A more ominous manner occupied the beginning of Alexander Glazunov’s Prelude, the first of four pictorial movements drawn from his 1902 suite From the Middle Ages. Each movement is prefaced with a descriptive note for which the Prelude evokes a raging sea pummelling the walls of a castle, while inside, and oblivious to the storm, a young couple are romantically entwined. Karabits fashioned a detailed performance, vividly illuminating Glazunov’s film score colouring.

No less well crafted, though in a more limited way, is Sergei Taneyev’s rarely performed cantata St John of Damascus (1884). It sets a poem by Alexei Tolstoy outlining the last thoughts of the great Orthodox saint as he prepares to meet his maker. Taneyev responds to this spiritual journey with music of rich intensity, but despite the presence of Russian Orthodox chant running through the work its compositional rigour reflects a more Germanic inclination. He was proud of the work’s contrapuntal ingenuity, but its two fugues generate a solemnity that is more worthy than memorable. That said, the Bournemouth Symphony Chorus sang with warmth and firm conviction, if not always with clear articulation, and were at their best in their two a cappella passages.
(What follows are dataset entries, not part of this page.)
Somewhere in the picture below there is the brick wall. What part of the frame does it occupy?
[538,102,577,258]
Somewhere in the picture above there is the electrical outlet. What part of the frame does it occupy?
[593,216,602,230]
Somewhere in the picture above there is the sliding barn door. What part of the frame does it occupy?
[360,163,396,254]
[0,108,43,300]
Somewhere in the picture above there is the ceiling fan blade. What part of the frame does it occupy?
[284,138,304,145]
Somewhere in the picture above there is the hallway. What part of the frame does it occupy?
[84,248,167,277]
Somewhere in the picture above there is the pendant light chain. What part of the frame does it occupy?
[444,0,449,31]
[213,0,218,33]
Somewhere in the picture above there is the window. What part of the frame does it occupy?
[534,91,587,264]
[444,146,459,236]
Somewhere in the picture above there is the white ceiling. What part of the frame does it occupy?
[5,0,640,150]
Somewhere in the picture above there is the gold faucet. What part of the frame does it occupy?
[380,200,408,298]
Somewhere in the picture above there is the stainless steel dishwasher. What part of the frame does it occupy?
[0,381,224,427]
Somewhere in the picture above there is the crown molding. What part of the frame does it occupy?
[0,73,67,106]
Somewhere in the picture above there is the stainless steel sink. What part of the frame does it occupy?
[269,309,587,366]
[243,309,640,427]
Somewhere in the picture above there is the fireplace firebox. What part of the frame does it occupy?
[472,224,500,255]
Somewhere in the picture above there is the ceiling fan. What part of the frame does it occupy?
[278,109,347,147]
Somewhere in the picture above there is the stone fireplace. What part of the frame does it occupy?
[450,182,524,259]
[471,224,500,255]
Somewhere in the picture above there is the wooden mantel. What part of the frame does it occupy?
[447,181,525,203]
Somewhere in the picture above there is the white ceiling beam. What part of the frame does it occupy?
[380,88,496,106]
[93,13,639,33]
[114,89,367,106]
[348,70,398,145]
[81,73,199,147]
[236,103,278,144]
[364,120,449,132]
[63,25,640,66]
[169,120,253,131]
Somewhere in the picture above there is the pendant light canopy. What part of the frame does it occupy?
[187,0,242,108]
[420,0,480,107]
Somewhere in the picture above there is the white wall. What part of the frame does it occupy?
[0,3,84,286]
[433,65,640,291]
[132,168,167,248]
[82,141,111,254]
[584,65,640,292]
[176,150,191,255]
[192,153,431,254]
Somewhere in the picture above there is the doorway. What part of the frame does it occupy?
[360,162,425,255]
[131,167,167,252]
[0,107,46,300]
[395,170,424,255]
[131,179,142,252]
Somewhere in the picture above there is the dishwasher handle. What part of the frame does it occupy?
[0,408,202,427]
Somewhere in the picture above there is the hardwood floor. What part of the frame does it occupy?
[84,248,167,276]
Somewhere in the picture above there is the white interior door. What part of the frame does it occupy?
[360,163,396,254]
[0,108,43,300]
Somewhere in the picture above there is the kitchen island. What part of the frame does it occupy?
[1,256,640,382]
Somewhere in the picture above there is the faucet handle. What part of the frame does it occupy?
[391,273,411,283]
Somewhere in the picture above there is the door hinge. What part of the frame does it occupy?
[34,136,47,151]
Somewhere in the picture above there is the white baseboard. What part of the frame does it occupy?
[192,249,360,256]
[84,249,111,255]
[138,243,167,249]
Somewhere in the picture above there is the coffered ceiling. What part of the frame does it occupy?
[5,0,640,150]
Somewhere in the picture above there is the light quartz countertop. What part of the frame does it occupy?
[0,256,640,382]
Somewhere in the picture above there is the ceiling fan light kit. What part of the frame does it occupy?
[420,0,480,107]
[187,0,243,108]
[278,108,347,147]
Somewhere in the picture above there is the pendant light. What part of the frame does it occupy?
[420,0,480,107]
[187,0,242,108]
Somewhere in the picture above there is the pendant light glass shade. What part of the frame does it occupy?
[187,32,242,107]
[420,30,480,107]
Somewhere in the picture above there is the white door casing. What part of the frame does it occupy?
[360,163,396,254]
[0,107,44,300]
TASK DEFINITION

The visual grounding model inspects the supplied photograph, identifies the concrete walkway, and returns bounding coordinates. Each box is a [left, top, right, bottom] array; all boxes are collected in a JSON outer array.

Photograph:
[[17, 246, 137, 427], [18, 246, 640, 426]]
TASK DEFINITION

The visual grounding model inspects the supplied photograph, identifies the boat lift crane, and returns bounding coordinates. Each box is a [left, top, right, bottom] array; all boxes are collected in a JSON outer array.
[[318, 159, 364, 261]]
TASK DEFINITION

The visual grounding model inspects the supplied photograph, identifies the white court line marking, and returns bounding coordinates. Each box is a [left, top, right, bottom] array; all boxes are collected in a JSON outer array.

The Bournemouth Symphony Chorus and Orchestra
© Bournemouth Symphony Orchestra

There followed a barnstorming performance of Shostakovich’s Fourth Symphony, one of his most daring scores and hastily withdrawn from its planned premiere in 1936 for fears of a political backlash. Karabits was an invigorating champion, the work’s abrupt mood swings, its savagery and grotesque satire all deeply involving. The opening movement was hard driven with a ferocious string fugato, two timpanists compounding its hysteria. Chilling violas, demonic woodwinds and apocalyptic horns brought menace to the second movement and the Finale’s bleak journey from funeral march to world-weary triumph, closed with violins and ghostly celesta evoking Siberian desolation. The principals throughout were outstanding – special mention for Tammy Thorn (bassoon) and Kevin Morgan (trombone) – so too was Karabits’ negotiation of mood and tempo to shape this magnificently powerful performance. The prolonged silence at the end told its own story, as did the ecstatic aftermath.